Stavo leggendo l'altro giorno l'ultimo numero di
Innovetion Valley quando mi sono imbattuto in un interessantissimo articolo del
prof. Enzo Rullani - presidente del
Tedis Center della
Venice International University - che trattava il tema dell'evoluzione del settore delle imprese e di quelle dei servizi in particolare.
Pare che dell'articolo non esista un versione on-line quindi faccio qui un riassunto dello stesso in quanto credo possa essere di interesse generale.
Secondo il prof. Rullani nel passato il settore del terziario era un settore residuale in quanto in genere non era possibile meccanizzare, trasferire o stoccare le attività a valore aggiunto che venivano prodotte da tale industria. Oggi però grazie ai nuovi strumenti della comunicazione digitale e dell'informatica le cose sono cambiate ed è infatti possibile la meccanizazione e la moltiplicazione delle idee e dei servizi.
I servizi che riescono a cogliere questi nuovi campi di applicazione sono definiti
neo-servizi e sfruttano appieno le possibilità replicative e riescono quindi a proporsi a clienti remoti o in volumi maggiori senza il vincolo della capacità produttiva dei servizi.
Anche le industrie tradizionali daltro canto si stanno avvantaggiando dalle potenzalità dei nuovi sistemi digitali e stanno di fatto modificando i tradizionali modelli di business. Se prima i produttori erano più interessati ai volumi oggi si stanno facendo strada modelli più complessi che portano ad offrire al mercato oltre che prodotti materiali anche idee e significati immateriali che spesso catturano la maggior parte del valore. Viene definita
neo-industria tale nuova modalità di porsi verso il mercato da parte delle imprese produttive tradizionali.

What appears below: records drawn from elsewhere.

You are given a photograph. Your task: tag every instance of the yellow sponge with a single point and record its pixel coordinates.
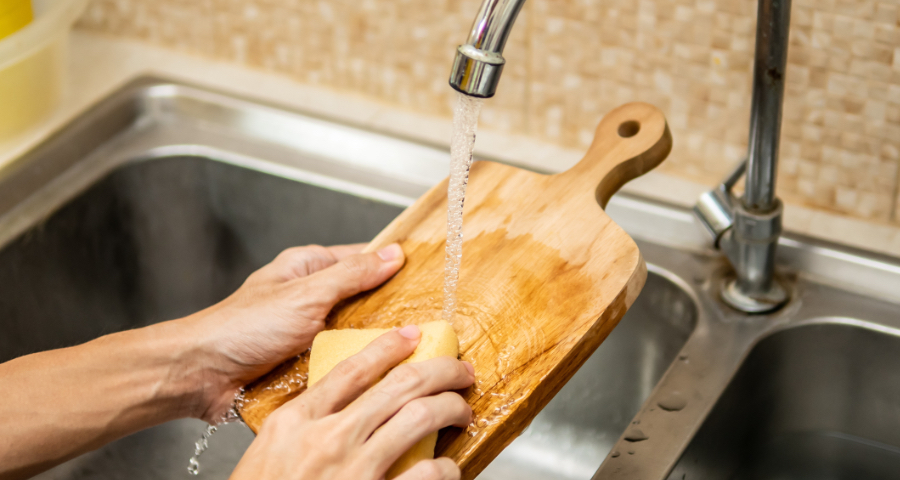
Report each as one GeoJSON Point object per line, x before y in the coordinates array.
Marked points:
{"type": "Point", "coordinates": [14, 15]}
{"type": "Point", "coordinates": [330, 347]}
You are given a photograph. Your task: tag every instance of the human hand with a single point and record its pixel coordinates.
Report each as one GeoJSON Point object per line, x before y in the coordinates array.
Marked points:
{"type": "Point", "coordinates": [275, 315]}
{"type": "Point", "coordinates": [341, 429]}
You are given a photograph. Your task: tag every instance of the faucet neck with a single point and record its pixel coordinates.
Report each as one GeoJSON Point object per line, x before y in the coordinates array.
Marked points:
{"type": "Point", "coordinates": [479, 63]}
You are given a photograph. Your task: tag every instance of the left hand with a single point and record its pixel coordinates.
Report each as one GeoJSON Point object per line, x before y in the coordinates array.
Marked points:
{"type": "Point", "coordinates": [276, 314]}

Inoltre si sta sviluppando un nuovo settore definito dei
servizi connettivi riferito a tutte quelle attività, imprese e servizi che costruiscono ed espandono le reti di opportunità e consentono ai neo-servizi e neo-industria di svilupparsi.
In sostanza accanto al vecchio che continua a fare il suo mestiere ci sarebbero enormi potenziali di business riferibili a settori che nel passato erano esclusi dalle economie di scala e questo grazie agli sviluppi delle tecnologie della comunicazione digitale e al fenomeno della globalizzazione.
Ed esistono altrettanto grandi potenziali di business per dare maggior valore ad attività che precedentemente erano banali o riferite a commodities.
In sostanza oggi disponiamo di
nuove leve per moltiplicare il valore delle nostre imprese.
Insomma secondo il professore ci aspetta un futuro di sfida di
grandi opportunità e non invece nero e pessimista come molti - anche economisti o opinionisti - vedono e continuano a scrivere.
Da parte mia condivido pienamente la tesi illustrata nell'articolo e in questo sono anche confortato dalle esperienze che sto vedendo nelle imprese che frequento.